What Pakatan’s hate-politics has done to Malaysia


Majidah Hashim, Malay Mail Online

I am almost afraid to ask this question: Have we become an extremely angry people?

As I am writing this, Allahyarham Muhammad Adib Mohd Kassim’s body had just touched down in Kedah, his final resting place. Cries for justice are trending over social media.

Just a week ago, we were once again shocked by the death of a transgender woman in Klang. Some say it was a hate crime. Some say that it was a theft. Either way, neither condition justifies being beaten to death.

And just weeks before that, the country’s social media circulated allegations of groups who have pledged blood to spill upon those who “undermine” Malay supremacy in the country – many of which featured hurtful language and frightening threats of physical violence.
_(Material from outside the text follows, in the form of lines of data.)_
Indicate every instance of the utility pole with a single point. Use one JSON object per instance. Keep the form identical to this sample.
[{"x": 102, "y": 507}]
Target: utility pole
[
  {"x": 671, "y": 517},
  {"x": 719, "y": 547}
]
All this is on top of the many, many incidents of intrusive violence in our country including the emergence of brutal vigilante “patrol groups” which continue to recklessly terrorise our communities.

In a Malaysia that is supposed to have woken up to a new age of hope and a renewed sense of justice, where is all this anger coming from? Is the fabric of social justice in our country really that bankrupt that we must now take order in (literarily) our own hands?

Or are there deeper, more systemic issues causing upset and stirring all the wrong kinds of sentiments at the expense of social order?

In Surah al-Hijr (Chapter 15), the angels were commanded by Allah to prostrate before Adam, which they all did, with the exception of Iblis [15:31]. Iblis compared his creation (out of smokeless fire) to be superior to that of Adam (out of clay) and refused to bow to him [15:33].

For this reason, Allah banished Iblis from heaven [15:34], who retaliated by vowing to mislead humans and create chaos on earth [15:39].

The sum of human history has been enraged by evidence of Iblis’ work since, with the most potent poison of choice being hate and anger.

Islam tells us that the strong are not those who wrestles well. The strong are whose who are able to control themselves when in a fit of rage [Sahih Muslim, Book 32, Hadith 6313].

In a narration by Abu Hurairah, a man had approached our beloved Prophet and said, “Advise me!”

Our beloved Prophet responded, “Do not become angry,”

The man, asked the Prophet the same question again (and again) and everytime, our Prophet responded, “Do not become angry” [Sahih Bukhari, Book 73, Hadith 137].

Malaysia is on the verge of being known as a pretty angry country, and it is important that we figure out why.

Is it really because the social contract that lends a sense of order that our country is built upon so delicate that the slightest glitch would cause us to fall completely apart?

Or are we genuinely threatened by the ambition of becoming a more globalised nation?

Or is the “peaceful transition of governments” that had been the praise of the world really just a state of immobilised numbness – and that this anger charged dissatisfaction is the real, albeit delayed, reaction to the Pakatan Harapan win?

If we could just remove all forms of anger from the equation for just a moment, and replace the anger that were present in all the scenarios with a reasonable chance of understanding and even compassion, I do believe that things would have turned out very differently.

Because it was anger that killed that transgender woman in Klang and so many others in Seremban, Kuantan, Ipoh and other places in Malaysia.

It was anger that instigated so many social media hate speech.

It was anger that caused the temple riots in Subang.

It was anger that made us turn against one another.

And it was anger that killed Allahyarham Muhammad Adib.

* Majidah Hashim is Communications Manager for Sisters in Islam (SIS).